La Ville de Montréal montre une fois plus qu’elle reste ancrée dans le statu quo plutôt que de sortir des sentiers battus et penser autrement l’itinérance. La répression des personnes en situation d’itinérance n’est pas chose nouvelle, mais nous ne pouvons que constater que la situation est loin de s’améliorer.

Montréal s’affichant comme une ville inclusive, le développement social du quartier Ville-Marie a décidé de promouvoir un poste d’agent de liaison en itinérance. Jusqu’ici, tout va bien, rien à signaler et cela laisse même croire aux citoyen.nes du quartier qu’il s’agit d’une initiative remarquable pour le bien de tous.tes.

Cependant, quand on va plus loin dans la description, il s’agit d’un poste pour coordonner les actions à prendre lors d’évictions ou de démantèlements des abris temporaires, campements et tentes sur le domaine public et privé. Il n’y a pas plus clair, il s’agit d’un poste pour coordonner la répression. Montréal aurait pu choisir d’ouvrir un poste pour coordonner le bien-être des personnes qui habitent dans des abris, des tentes ou des campements, mais au lieu, la Ville a encore une fois opté pour la non-tolérance.

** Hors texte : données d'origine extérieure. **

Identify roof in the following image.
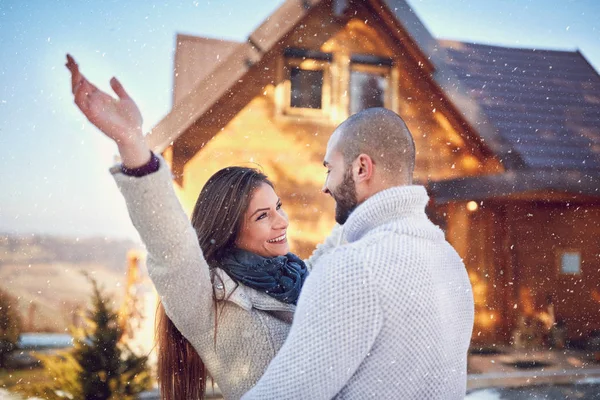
[148,0,600,202]
[427,169,600,204]
[173,34,243,104]
[440,41,600,171]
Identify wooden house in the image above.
[148,0,600,343]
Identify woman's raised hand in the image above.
[66,54,150,167]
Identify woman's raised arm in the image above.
[66,54,150,168]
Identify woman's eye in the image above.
[256,213,267,221]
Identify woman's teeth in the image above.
[267,233,285,243]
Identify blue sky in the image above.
[0,0,600,238]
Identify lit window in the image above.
[350,55,392,115]
[280,48,333,118]
[350,71,387,114]
[290,67,323,109]
[560,251,581,275]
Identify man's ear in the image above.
[353,154,374,182]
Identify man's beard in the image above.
[332,167,358,225]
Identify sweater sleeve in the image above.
[111,156,212,341]
[304,224,344,271]
[243,246,383,400]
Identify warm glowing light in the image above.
[467,201,479,212]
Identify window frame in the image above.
[347,54,398,116]
[556,248,583,277]
[281,49,333,119]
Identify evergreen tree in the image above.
[28,276,151,400]
[0,289,22,368]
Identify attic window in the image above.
[284,48,333,117]
[560,251,581,275]
[349,55,392,115]
[290,67,323,109]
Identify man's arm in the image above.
[243,246,383,400]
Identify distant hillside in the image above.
[0,234,151,332]
[0,234,142,272]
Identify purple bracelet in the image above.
[121,151,160,178]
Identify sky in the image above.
[0,0,600,240]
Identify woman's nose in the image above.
[273,210,289,229]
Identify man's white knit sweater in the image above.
[243,186,474,399]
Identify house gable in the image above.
[157,2,502,183]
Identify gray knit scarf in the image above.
[220,248,308,304]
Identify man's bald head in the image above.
[328,108,415,184]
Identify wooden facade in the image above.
[149,0,600,342]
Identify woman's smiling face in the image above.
[235,183,290,257]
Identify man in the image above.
[244,108,474,399]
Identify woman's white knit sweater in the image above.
[243,186,474,399]
[111,157,339,400]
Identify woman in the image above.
[67,55,340,400]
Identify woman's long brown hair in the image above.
[156,167,273,400]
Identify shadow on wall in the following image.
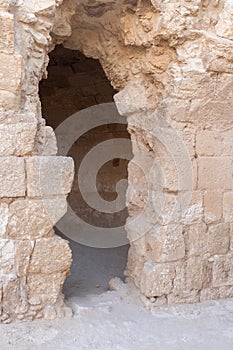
[40,45,130,297]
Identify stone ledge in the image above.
[26,156,74,197]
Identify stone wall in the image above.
[39,45,131,230]
[0,0,233,322]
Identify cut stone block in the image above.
[7,196,67,239]
[0,156,26,197]
[26,156,74,197]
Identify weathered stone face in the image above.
[0,0,233,323]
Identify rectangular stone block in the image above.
[0,156,26,197]
[26,156,74,197]
[140,261,175,297]
[0,90,20,112]
[185,257,212,290]
[223,192,233,222]
[207,223,230,256]
[147,225,185,262]
[204,190,222,224]
[0,203,9,238]
[184,223,208,257]
[0,239,15,275]
[0,53,22,93]
[196,130,222,156]
[7,196,67,240]
[28,236,72,274]
[0,10,14,53]
[27,272,66,304]
[198,157,233,190]
[179,191,204,225]
[213,253,233,287]
[0,119,37,156]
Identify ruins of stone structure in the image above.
[0,0,233,323]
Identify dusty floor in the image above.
[0,237,233,350]
[0,286,233,350]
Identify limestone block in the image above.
[196,130,222,156]
[167,290,200,304]
[185,257,212,290]
[184,223,208,256]
[223,192,233,222]
[0,53,22,93]
[204,190,222,224]
[29,236,72,274]
[0,203,9,238]
[222,130,233,156]
[7,196,67,239]
[230,224,233,250]
[198,157,233,190]
[28,272,66,304]
[219,286,233,298]
[0,118,37,156]
[0,239,15,278]
[0,157,26,197]
[179,191,203,225]
[0,12,14,53]
[42,126,57,156]
[147,225,185,262]
[213,253,233,287]
[26,156,74,197]
[24,0,56,13]
[0,90,20,111]
[207,224,230,256]
[14,240,35,277]
[2,276,22,322]
[149,191,181,225]
[114,80,147,116]
[215,1,233,40]
[200,288,220,301]
[140,261,175,297]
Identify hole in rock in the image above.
[40,45,132,298]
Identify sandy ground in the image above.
[0,244,233,350]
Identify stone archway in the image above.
[0,0,233,322]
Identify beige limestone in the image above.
[0,0,233,323]
[0,156,26,197]
[26,156,73,197]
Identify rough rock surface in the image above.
[0,0,233,323]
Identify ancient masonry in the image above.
[0,0,233,323]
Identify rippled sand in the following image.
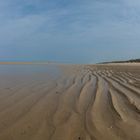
[0,64,140,140]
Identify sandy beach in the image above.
[0,64,140,140]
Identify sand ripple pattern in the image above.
[0,65,140,140]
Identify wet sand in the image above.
[0,64,140,140]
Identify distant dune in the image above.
[0,63,140,140]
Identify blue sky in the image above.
[0,0,140,63]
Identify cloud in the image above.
[0,0,140,63]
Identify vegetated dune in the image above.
[0,64,140,140]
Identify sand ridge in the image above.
[0,65,140,140]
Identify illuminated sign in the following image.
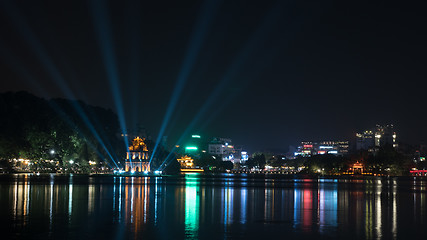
[319,146,334,149]
[185,147,197,150]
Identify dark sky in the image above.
[0,0,427,151]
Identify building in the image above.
[208,138,236,162]
[294,141,349,157]
[184,134,204,156]
[177,155,194,169]
[125,137,150,173]
[356,124,398,150]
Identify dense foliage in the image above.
[0,92,125,172]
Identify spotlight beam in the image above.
[3,2,117,168]
[150,0,219,163]
[159,3,281,170]
[90,0,129,154]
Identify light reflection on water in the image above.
[0,175,427,239]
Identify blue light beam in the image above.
[150,0,219,163]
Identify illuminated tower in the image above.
[125,137,150,172]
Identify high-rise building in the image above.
[356,124,398,150]
[208,138,234,161]
[294,141,349,156]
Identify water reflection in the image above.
[0,175,427,239]
[185,177,200,239]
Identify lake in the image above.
[0,174,427,239]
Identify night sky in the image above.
[0,0,427,152]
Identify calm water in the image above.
[0,175,427,239]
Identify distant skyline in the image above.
[0,0,427,151]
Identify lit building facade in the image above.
[177,155,194,169]
[208,138,236,162]
[125,137,151,173]
[356,124,398,150]
[294,141,349,157]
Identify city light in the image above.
[185,146,198,150]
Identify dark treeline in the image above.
[0,92,126,172]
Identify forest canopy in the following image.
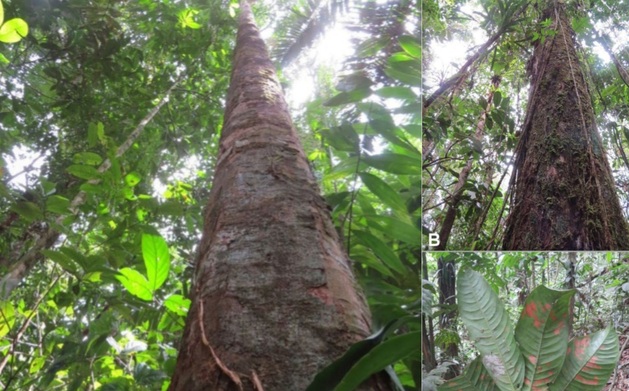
[422,0,629,250]
[0,0,422,390]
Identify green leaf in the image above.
[11,201,44,221]
[550,326,620,391]
[352,230,408,275]
[398,35,422,58]
[334,331,421,391]
[374,87,419,101]
[164,295,190,316]
[0,18,28,43]
[74,152,103,166]
[0,301,15,338]
[319,124,360,152]
[515,286,574,391]
[437,356,500,391]
[457,268,525,391]
[116,267,153,301]
[67,164,101,179]
[360,172,406,211]
[124,171,142,187]
[306,322,398,391]
[367,215,421,246]
[41,250,79,277]
[323,88,372,106]
[142,234,170,291]
[363,152,421,175]
[46,195,70,214]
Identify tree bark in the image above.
[435,75,500,251]
[503,0,629,250]
[170,0,390,391]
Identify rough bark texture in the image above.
[503,1,629,250]
[170,1,390,391]
[435,76,500,251]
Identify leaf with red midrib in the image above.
[550,327,620,391]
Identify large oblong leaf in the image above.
[334,331,421,391]
[360,172,406,212]
[363,152,421,175]
[142,234,170,291]
[457,268,524,391]
[515,286,574,391]
[550,327,620,391]
[116,267,153,301]
[437,356,499,391]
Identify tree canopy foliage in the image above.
[0,0,421,390]
[422,0,629,250]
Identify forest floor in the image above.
[603,335,629,391]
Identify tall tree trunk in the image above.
[435,75,500,251]
[170,0,390,391]
[503,0,629,250]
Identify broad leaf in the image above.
[367,216,421,246]
[319,124,360,152]
[457,268,525,391]
[550,327,620,391]
[438,356,499,391]
[334,331,421,391]
[353,230,408,275]
[11,201,44,221]
[74,152,103,166]
[116,267,153,301]
[0,18,28,43]
[306,321,398,391]
[323,88,371,106]
[142,234,170,292]
[46,195,70,214]
[398,35,422,58]
[363,152,421,175]
[67,164,101,179]
[360,172,406,211]
[0,302,15,338]
[515,286,574,391]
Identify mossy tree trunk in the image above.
[170,0,390,391]
[503,0,629,250]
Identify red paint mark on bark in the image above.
[308,286,334,305]
[574,337,590,359]
[576,375,599,386]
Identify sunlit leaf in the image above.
[363,152,421,175]
[0,18,28,43]
[11,201,44,221]
[74,152,103,166]
[457,268,525,391]
[46,195,70,214]
[67,164,101,179]
[360,172,406,211]
[0,301,15,338]
[142,234,170,291]
[334,331,421,391]
[398,35,422,58]
[116,267,153,301]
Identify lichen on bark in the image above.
[503,0,629,250]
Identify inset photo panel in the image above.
[421,252,629,391]
[422,0,629,251]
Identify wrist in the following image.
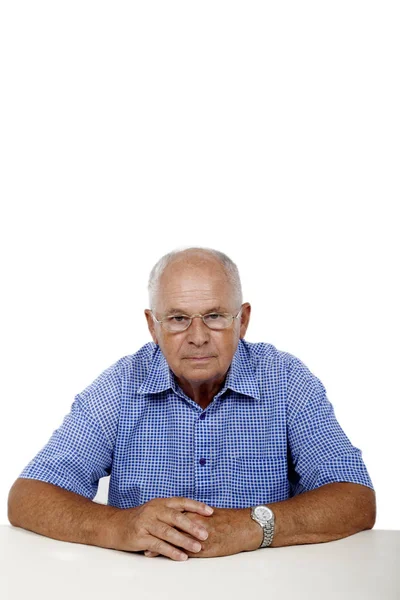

Difficile de mâcher nos mots quand nous devons encore prendre le temps de défendre les droits des personnes en situation d’itinérance face aux actions de l’administration municipale au lieu de multiplier des actions concrètes pour les soutenir dans leur contexte de vie. La crise du logement n’est plus à démontrer, peu de logements réellement abordables sont disponibles à Montréal. Nous savons aussi que les lits manquent dans les refuges et que plusieurs personnes ne trouvent simplement pas leur place dans les ressources disponibles : il manque de réponses adaptées et diversifiées pour adéquatement répondre aux besoins des personnes en situation d’itinérance.

Nous constatons qu’il semble y avoir un décalage entre la position de l'administration municipale et les réels enjeux en itinérance vécus sur le terrain et les droits des personnes qui habitent la rue. En effet, les démantèlements nuisent à la stabilité et à l’autonomie des personnes et mettent en danger la vie d’humains.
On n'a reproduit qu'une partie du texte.